La società in cui viviamo ha segnato una netta trasformazione rispetto a quelle che erano le priorità delle donne fino agli anni ’70. Supportati dai dati dei rapporti economici e di interesse sociale dell’Inps, dell’Istat e di Eurostat, scopriamo che negli ultimi quarant’anni vi è stata una costante diminuzione dei matrimoni, un progressivo aumento dell’età in cui le donne decidono di sposarsi e un decremento significativo delle nascite, che ha portato il tasso di natalità al 6,4 per mille abitanti nel 2023.

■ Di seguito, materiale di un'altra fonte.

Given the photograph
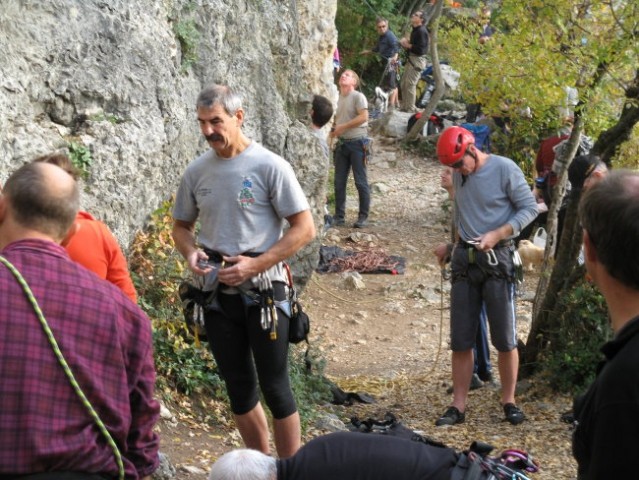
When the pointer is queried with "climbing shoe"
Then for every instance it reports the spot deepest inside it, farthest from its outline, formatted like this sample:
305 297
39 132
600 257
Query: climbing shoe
451 416
361 222
513 413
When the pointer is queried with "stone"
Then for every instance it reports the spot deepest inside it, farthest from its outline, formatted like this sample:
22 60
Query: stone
121 79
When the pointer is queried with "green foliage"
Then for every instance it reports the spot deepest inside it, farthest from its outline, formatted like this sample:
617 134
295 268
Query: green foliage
310 388
157 270
80 157
188 36
540 48
583 327
181 363
355 22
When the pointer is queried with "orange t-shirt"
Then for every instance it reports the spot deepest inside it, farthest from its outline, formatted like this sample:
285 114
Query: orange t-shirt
94 247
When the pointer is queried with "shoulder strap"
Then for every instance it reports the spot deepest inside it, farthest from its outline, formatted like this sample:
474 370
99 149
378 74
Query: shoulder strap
65 366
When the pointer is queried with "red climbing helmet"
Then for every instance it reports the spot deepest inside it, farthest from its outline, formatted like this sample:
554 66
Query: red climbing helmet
452 144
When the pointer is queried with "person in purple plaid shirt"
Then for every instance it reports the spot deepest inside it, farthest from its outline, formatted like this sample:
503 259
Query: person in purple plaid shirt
45 429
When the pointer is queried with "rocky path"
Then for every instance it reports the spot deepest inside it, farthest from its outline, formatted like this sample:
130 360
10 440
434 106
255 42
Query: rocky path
389 337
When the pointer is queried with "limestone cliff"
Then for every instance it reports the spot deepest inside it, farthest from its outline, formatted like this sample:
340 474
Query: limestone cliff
117 80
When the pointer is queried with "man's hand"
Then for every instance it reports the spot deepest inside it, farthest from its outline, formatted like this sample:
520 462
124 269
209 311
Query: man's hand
198 262
336 131
442 253
488 240
243 269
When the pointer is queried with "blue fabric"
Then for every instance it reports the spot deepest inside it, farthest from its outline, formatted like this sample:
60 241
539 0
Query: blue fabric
481 133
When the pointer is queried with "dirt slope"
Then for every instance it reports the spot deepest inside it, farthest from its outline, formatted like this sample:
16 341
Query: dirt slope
389 339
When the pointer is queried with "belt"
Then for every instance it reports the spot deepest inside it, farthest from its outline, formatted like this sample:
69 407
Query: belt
216 256
349 140
501 244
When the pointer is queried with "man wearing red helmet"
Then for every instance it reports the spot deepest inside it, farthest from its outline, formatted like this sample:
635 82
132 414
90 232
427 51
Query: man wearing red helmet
493 203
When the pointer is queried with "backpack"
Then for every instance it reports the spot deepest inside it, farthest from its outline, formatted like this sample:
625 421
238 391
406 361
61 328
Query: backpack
392 427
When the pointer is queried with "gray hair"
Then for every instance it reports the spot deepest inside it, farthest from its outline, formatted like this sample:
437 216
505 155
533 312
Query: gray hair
39 204
244 464
215 94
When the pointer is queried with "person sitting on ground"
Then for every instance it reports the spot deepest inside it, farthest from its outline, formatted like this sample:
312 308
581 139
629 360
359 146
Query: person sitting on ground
344 456
605 439
45 427
321 114
93 245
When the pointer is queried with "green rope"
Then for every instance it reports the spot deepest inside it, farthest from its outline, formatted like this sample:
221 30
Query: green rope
65 365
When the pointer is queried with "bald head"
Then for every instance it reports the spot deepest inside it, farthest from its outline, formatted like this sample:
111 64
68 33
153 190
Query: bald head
42 197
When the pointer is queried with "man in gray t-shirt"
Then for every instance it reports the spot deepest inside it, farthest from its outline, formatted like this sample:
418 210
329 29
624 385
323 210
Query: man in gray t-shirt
241 194
493 203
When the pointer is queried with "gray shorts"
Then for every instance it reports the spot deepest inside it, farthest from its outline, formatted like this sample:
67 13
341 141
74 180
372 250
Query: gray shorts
474 282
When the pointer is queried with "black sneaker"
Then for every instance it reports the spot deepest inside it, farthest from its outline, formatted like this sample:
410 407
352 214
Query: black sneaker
451 416
513 413
475 382
361 223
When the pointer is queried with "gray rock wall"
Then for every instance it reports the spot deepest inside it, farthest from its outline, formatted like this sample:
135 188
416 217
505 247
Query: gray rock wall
120 78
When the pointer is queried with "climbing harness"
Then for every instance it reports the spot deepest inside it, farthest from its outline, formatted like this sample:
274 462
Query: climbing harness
492 258
268 315
65 366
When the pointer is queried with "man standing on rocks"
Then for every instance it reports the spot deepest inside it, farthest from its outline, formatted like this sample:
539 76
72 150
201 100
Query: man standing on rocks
388 48
242 193
493 203
417 47
352 149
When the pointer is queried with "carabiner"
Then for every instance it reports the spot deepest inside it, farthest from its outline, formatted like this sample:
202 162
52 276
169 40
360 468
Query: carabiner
492 258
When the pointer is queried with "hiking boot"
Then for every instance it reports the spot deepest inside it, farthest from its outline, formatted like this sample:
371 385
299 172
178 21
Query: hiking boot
513 413
486 377
361 223
451 416
475 382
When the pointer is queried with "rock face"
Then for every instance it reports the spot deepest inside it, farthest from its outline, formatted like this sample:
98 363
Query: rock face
116 82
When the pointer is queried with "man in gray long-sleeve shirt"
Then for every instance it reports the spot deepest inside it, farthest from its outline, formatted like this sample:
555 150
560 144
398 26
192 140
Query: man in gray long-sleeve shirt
493 203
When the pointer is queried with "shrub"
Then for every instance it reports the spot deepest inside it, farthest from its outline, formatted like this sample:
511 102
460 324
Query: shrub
583 328
182 364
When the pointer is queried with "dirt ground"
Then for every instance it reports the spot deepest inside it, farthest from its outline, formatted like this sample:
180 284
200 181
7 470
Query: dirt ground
389 338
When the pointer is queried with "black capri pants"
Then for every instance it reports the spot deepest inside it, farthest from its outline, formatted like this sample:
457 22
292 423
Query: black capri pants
246 355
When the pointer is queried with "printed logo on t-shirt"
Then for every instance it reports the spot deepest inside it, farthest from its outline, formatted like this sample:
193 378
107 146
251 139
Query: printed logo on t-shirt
246 198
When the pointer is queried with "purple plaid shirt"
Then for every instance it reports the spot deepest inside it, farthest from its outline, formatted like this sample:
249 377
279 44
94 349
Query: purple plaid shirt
106 340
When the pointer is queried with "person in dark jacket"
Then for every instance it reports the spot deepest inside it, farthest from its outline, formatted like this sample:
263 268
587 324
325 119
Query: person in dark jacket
343 456
607 434
417 48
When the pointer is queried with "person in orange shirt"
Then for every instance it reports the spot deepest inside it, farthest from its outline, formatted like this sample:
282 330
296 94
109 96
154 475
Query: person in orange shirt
93 245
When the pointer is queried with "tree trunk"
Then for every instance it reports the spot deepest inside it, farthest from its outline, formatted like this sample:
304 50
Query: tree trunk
433 26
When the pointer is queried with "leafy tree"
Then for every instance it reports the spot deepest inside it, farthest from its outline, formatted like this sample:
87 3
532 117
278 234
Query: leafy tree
540 48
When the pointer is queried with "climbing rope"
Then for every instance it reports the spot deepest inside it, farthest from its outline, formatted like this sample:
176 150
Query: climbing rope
65 365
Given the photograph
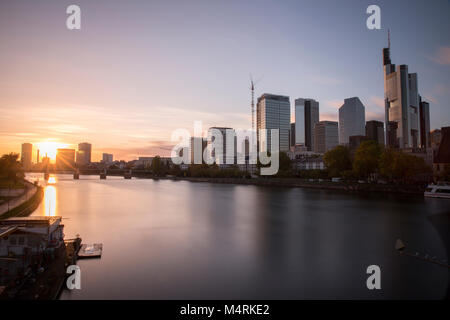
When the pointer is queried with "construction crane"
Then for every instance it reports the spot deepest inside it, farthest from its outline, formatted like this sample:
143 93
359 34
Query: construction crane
252 89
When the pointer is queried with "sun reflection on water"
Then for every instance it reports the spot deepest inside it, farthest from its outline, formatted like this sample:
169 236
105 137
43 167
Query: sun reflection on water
50 200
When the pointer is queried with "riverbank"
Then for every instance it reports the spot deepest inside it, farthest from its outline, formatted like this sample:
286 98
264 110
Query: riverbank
299 183
24 204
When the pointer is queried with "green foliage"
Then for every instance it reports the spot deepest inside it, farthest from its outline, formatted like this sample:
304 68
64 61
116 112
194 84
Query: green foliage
367 158
337 160
213 171
397 165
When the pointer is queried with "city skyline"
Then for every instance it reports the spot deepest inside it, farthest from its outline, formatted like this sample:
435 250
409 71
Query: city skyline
118 115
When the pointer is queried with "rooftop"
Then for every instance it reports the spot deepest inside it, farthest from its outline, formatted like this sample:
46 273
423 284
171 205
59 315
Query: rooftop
30 221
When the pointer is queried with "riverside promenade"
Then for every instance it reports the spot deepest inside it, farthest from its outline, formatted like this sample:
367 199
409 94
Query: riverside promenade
20 197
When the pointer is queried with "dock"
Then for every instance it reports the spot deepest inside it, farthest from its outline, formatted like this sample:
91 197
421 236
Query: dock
90 251
72 248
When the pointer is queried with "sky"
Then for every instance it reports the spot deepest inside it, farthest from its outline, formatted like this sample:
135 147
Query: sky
137 70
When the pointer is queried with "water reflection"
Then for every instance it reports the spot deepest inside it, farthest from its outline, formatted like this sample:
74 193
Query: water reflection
50 200
180 240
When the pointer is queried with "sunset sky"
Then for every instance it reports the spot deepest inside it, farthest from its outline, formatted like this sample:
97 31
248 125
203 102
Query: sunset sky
137 70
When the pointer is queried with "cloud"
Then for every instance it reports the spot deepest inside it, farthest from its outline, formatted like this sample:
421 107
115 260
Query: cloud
330 116
442 56
377 101
335 104
431 99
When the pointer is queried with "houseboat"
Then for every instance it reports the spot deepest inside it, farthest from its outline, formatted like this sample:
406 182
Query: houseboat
440 190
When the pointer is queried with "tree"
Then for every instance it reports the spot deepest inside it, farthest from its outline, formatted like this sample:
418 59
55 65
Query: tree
397 165
337 160
367 159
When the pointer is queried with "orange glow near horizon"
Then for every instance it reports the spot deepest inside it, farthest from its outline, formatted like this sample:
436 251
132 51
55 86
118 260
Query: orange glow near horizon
50 201
48 148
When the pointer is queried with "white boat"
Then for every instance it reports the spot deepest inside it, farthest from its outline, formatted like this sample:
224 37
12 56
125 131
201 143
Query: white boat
90 250
440 190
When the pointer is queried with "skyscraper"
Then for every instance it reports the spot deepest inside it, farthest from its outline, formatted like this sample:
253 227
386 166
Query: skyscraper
65 159
84 153
273 112
306 117
425 139
401 103
375 131
201 144
228 146
352 119
107 158
325 136
26 155
292 135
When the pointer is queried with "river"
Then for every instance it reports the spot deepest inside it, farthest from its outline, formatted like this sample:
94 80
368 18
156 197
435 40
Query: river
167 239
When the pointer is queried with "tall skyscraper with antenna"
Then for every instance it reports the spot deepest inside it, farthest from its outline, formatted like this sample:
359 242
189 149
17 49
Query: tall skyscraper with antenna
401 103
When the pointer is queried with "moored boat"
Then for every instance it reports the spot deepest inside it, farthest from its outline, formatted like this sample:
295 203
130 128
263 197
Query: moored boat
440 190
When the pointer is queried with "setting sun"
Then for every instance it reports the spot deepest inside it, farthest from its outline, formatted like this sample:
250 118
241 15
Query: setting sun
48 148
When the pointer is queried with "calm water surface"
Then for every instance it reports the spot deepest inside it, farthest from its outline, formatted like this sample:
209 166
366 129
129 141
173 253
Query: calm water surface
182 240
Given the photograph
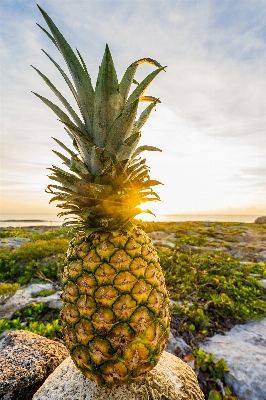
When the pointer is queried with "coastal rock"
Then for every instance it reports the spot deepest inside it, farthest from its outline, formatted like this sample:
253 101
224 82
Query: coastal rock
171 379
177 346
26 359
23 297
160 238
13 243
244 350
260 220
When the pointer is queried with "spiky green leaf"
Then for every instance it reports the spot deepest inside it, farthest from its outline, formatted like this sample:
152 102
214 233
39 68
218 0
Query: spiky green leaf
140 89
63 101
128 78
122 127
145 115
80 77
107 99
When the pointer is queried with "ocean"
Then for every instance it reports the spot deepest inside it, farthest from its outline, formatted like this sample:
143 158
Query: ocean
45 219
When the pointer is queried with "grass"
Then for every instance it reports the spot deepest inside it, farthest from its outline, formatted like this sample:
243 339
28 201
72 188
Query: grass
214 289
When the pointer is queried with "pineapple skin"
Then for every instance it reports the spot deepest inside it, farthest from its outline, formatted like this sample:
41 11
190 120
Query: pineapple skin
115 314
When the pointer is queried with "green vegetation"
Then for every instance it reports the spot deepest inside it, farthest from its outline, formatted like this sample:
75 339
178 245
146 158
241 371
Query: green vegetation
30 319
40 255
213 289
7 290
43 293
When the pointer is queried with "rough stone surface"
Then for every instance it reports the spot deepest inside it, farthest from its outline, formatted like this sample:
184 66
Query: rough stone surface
260 220
244 350
25 359
23 297
171 379
177 346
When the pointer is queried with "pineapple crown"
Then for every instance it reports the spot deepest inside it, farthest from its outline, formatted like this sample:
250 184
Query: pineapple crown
108 178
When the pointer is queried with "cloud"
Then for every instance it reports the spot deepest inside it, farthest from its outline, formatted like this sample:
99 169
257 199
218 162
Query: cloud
211 123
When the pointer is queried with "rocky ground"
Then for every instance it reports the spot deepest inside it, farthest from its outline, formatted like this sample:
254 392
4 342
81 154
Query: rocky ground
243 346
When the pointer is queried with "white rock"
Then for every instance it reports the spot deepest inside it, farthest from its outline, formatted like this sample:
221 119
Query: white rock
171 379
244 350
177 346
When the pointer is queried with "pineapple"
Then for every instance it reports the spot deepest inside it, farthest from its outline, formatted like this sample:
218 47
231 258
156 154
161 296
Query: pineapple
115 304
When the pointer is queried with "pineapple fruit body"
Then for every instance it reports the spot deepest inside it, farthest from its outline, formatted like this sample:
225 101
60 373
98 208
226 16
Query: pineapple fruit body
115 305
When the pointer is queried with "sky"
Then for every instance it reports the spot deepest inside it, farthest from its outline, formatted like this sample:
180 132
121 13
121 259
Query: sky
210 125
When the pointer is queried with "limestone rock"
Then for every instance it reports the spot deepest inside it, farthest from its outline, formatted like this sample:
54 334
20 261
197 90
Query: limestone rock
13 242
260 220
244 350
171 379
177 346
23 297
26 359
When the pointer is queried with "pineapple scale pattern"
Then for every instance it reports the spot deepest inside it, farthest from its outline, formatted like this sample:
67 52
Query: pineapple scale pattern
115 306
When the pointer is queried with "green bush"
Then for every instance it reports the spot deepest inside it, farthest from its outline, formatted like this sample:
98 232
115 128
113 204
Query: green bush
8 289
212 288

Di contro, negli anni Settanta a “portare lo stipendio a casa” era solo una donna su tre (33,5%), oggi a lavorare è quasi una donna su due (48,1%). Le serie storiche dell’Istat ci dicono che dal 1977 le lavoratrici sono aumentate del 54,9%, passando da 6,1 milioni a circa 10 milioni. Una vera rivoluzione tutta al femminile, se pur lontana dalla media di altri Stati europei. L’era della casalinga per scelta è ormai finita, naturalmente con le dovute eccezioni. Il primo obiettivo delle donne di oggi è il raggiungimento di un’indipendenza economica tramite una posizione lavorativa che consenta loro un progetto di vita autonomo e che non le faccia più dipendere dall’uomo. Un traguardo, quello lavorativo, che spesso comporta importanti sacrifici e dure gavette professionali, specialmente nel campo del lavoro autonomo. Solo dopo, forse, le trentenni di oggi decidono di mettere al mondo un figlio, sempre che abbiano un compagno o un marito che sia disposto a condividere il carico degli impegni famigliari. Non è un caso, infatti, che siamo passati dall’avere i congedi per le mamme lavoratrici a quelli per entrambi i genitori. Ma sono ancora pochi gli uomini che decidono di usufruire di tali agevolazioni perché in Italia è ancora forte il principio che il carico famigliare debba essere gestito dalla donna.
Una situazione difficile aggravata anche dal famigerato gap salariale. Secondo l’Istat, i fattori che determinano le caratteristiche contributive del lavoro svolto dalle donne sono fortemente influenzati da un’occupazione ridotta, in larga parte precaria e in settori a bassa rimuneratività o poco strategici. A questo si aggiunge una prevalenza del part-time, che riguarda quasi il 49% delle donne occupate, contro il 26,2% degli uomini. Dai dati Eurostat apprendiamo che da noi la differenza nella retribuzione oraria lorda tra i due sessi è pari al 5% (al di sotto della media europea).
Federica De Pasquale, vicepresidente nazionale Confassociazioni
Davanti ad un simile scenario, viene da chiedersi se scelte politiche che hanno portato a norme che imporrebbero la parità salariale, che prevedono azioni positive per la conciliazione dei tempi di vita e di lavoro e della natalità, ci abbiano aiutato realmente. Forse in parte, ma le donne vogliono in primis un aiuto per raggiungere un’autonomia finanziaria che garantisca loro un futuro libero da condizionamenti di qualunque tipo. Pensiamo che, come emerge dai numeri forniti dalla Banca d’Italia, il 37% delle donne italiane non dispone di un conto corrente e oltre l’11% lo ha cointestato. Il livello di competitività imposto dalle nuove tecnologiche, come l’intelligenza artificiale, anche sul lavoro, rischia di rendere più difficoltoso il raggiungimento di una reale autonomia finanziaria. Ma, come sappiamo, le donne hanno una marcia in più per affrontare ogni difficoltà.